Though the film has an interesting premise, it is evidently six years too late and the patchy screenplay and editing shows. One can see that the makers have hurriedly put together the film for its digital release, with several scenes being disconnected from each other. While it might have seemed well-intended on paper, as it tries to parody the film industry and its stereotypical ways but over the course of the film, it just falls prey to the same stereotypes. With a non-linear narrative and Ghoomketu often breaking the fourth wall, director Pushpendra Nath Misra perhaps attempted to have the complete attention of the viewer.
But with an incoherent script, and jokes that fall flat- a lot of the scenes fail to rise above mediocrity and at its 100 minutes run time too seems a bit stretched and unfunny. Even the smarter ideas suffer from a lack of conviction.

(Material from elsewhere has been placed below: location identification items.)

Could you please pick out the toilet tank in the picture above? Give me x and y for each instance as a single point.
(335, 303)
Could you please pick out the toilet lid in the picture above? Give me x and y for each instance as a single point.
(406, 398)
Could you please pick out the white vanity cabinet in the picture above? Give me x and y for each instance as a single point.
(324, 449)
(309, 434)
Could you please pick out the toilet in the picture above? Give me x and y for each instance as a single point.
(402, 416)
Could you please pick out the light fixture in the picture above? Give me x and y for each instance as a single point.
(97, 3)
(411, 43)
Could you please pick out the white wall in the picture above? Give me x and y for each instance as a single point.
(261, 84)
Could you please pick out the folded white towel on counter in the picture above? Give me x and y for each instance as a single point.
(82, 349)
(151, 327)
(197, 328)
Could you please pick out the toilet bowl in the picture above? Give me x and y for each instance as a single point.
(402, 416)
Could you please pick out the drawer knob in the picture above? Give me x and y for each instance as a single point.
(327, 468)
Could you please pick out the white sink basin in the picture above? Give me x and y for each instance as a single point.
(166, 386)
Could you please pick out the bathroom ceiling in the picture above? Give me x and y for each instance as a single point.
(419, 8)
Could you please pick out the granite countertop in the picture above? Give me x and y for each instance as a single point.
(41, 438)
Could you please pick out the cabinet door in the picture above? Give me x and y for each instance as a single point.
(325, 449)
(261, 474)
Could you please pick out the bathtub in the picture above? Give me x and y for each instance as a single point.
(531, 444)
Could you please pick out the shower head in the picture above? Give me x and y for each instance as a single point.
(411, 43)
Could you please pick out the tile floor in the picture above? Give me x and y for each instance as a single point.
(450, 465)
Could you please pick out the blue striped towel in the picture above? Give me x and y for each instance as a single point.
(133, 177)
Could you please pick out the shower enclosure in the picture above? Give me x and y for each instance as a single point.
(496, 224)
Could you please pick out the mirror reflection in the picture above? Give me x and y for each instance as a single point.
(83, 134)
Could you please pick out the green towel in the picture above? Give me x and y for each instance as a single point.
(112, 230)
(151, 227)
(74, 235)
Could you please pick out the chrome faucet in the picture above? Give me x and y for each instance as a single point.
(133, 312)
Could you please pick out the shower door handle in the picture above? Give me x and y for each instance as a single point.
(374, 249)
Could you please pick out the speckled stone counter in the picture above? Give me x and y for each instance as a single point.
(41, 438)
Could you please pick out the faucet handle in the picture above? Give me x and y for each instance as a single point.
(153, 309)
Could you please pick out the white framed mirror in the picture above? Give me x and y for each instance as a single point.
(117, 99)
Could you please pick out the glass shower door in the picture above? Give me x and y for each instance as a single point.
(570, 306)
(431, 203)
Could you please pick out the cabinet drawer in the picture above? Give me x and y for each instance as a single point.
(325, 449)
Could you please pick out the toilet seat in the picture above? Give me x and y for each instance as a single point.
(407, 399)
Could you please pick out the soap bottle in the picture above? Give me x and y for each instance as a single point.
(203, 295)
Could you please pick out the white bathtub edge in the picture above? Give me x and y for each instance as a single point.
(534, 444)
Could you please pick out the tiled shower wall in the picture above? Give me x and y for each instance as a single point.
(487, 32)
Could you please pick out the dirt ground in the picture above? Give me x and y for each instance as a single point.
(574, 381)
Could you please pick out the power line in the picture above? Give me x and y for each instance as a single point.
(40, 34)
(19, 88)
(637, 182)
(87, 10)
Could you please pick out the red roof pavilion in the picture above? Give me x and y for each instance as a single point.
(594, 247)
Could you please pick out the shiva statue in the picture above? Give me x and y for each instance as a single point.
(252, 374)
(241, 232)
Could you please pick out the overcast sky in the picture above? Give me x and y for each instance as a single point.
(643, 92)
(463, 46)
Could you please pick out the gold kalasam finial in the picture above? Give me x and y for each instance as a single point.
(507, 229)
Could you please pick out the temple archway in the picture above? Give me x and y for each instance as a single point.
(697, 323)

One of Ghoomketu’s stories is rendered in the style of a black and white silent film, with exaggerated acting, but is completely ruined by an unnecessary voice-over.
One of the most offensive tracks in the film is about Ghoomketu’s wife Janaki, who he body shames her for being fat, refuses to even see her face and treats her shabbily. When he comes back after his Bollywood rendezvous and sees that she still covers her face but has a visibly lithe frame, it’s only then that he asks her to show him her face and that’s when we get to see actress Ragini Khanna. The crass body shaming and the absurd relationship between the couple hardly add value to the film.
Sure, the film does have some fun moments, especially the ones featuring Santo Bua who knows where her nephew has gone, but keeps his secret, and all the fantasy sequences depicting Ghoomketu’s failed attempts at script writing along with the ridiculously hammy film titles and scripts do liven up the proceedings, as do some of the animation sequences, but it seems as though they have been brought in to cover up for the weak script. And after a point it all just gets tiresome especially, when it becomes clear it has nothing much to say.
The performance are obviously the only saving grace is here, with Nawazuddin Siddiqui putting forth yet another moving performance. Anurag Kashyap impresses with understated humor, while Swanand Kirkire has its moments and the ever-dependable Raghubir Yadav would have been more effective if he did not give in to the tendency to ham. However, it is Ila Arun who steals the show with a fabulous portrayal.
Ragini Khanna, Brijendra Kala, Deepika Amin and the late actor Razak Khan also make an appearance in a couple of scenes. However, the cameos by Amitabh Bachchan, Ranveer Singh, Sonakshi Sinha, Chitrangda Singh, Lauren Gottlieb and director Nikhil Advani are likable. On the whole, ‘Ghoomketu’ is a total lackluster and bland affair which wastes its talented cast.